Enclosure, Parknasilloge, Co. Wicklow
Co. Wicklow |
Enclosures
Beneath a field in Parknasilloge, County Wicklow, lies a structure that has never appeared on any map.
Not because cartographers overlooked it, but because for most of recorded history it simply was not visible. The outline of a sub-circular enclosure, the kind of enclosed settlement that might once have defined a farmstead or a place of some local significance, only became detectable from the air, and even then only barely.
Cropmarks appear when buried archaeology affects how plants grow above it. Ditches filled with looser soil tend to retain moisture, producing lusher, greener growth; compacted foundations do the opposite. Seen from altitude under the right conditions, these variations in a crop can sketch out the ghost of a structure long since levelled. The enclosure at Parknasilloge was captured in exactly this way, identified on an aerial photograph published in the Irish Times on 6th June 2018. A subsequent check against Digital Globe satellite imagery confirmed the outline, though it is described as barely visible even there. Notably, none of the historical editions of the Ordnance Survey six-inch maps, which were painstakingly compiled across the nineteenth century and represent the most detailed record of the Irish landscape at that time, show any monument at this location. Whatever this enclosure was, it left no trace that earlier surveyors could see or record.
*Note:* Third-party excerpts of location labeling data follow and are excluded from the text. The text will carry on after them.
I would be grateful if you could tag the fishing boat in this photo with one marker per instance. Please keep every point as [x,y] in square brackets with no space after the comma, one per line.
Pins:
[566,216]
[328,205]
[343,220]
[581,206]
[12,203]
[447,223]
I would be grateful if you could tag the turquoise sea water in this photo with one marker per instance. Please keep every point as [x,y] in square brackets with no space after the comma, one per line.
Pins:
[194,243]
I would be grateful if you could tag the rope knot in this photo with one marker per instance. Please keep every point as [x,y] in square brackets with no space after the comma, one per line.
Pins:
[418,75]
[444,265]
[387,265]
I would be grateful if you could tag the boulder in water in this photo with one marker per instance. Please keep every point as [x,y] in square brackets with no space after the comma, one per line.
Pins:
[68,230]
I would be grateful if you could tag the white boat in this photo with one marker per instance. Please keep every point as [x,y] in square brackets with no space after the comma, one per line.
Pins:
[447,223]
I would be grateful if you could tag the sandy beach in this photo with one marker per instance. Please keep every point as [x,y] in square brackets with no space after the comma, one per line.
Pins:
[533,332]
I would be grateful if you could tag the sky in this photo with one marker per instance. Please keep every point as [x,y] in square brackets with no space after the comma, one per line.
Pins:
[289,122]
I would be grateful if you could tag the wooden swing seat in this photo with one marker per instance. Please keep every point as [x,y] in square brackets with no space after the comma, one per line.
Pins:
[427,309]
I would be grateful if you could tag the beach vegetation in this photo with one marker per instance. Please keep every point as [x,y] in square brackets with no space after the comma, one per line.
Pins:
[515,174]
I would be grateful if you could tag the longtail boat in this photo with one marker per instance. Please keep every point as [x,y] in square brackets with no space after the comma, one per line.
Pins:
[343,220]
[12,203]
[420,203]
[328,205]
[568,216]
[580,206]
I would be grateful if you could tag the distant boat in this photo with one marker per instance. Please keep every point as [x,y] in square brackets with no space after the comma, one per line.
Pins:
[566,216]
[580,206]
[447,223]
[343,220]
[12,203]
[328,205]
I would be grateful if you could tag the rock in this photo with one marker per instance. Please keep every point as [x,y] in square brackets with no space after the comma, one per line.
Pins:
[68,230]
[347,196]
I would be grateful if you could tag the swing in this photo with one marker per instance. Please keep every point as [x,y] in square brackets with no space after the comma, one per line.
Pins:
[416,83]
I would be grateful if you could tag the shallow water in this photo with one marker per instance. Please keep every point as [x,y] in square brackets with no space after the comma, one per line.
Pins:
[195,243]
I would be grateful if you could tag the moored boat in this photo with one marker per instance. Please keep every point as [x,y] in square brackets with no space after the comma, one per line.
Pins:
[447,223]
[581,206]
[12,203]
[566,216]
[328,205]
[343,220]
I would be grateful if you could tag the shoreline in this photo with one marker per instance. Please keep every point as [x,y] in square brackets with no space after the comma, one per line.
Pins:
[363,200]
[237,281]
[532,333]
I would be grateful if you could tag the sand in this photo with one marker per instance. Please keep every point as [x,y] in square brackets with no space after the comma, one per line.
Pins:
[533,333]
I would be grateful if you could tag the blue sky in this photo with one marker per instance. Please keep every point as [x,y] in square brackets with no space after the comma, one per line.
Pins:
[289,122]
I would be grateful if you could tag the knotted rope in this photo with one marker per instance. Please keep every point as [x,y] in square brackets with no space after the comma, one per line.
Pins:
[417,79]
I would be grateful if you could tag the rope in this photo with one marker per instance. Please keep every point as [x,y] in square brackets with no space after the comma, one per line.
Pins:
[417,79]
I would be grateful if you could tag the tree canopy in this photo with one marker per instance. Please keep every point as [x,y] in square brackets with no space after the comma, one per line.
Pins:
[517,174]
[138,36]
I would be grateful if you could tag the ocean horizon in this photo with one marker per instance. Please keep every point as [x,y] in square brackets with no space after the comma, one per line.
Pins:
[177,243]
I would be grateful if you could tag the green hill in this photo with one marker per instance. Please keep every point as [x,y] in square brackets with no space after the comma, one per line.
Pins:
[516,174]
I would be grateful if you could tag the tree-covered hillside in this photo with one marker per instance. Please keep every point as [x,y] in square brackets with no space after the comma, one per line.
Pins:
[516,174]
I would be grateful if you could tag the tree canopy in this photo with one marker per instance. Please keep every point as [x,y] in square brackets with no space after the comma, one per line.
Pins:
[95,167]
The site sits in a category familiar to Irish archaeologists: present in the ground, absent from the archives, discovered almost by accident through a single fortunate alignment of weather, crop, and camera angle. Its shape, sub-circular, places it loosely within a broad tradition of enclosed settlements found across Ireland, though without excavation or further survey, little more can be said about its age or purpose.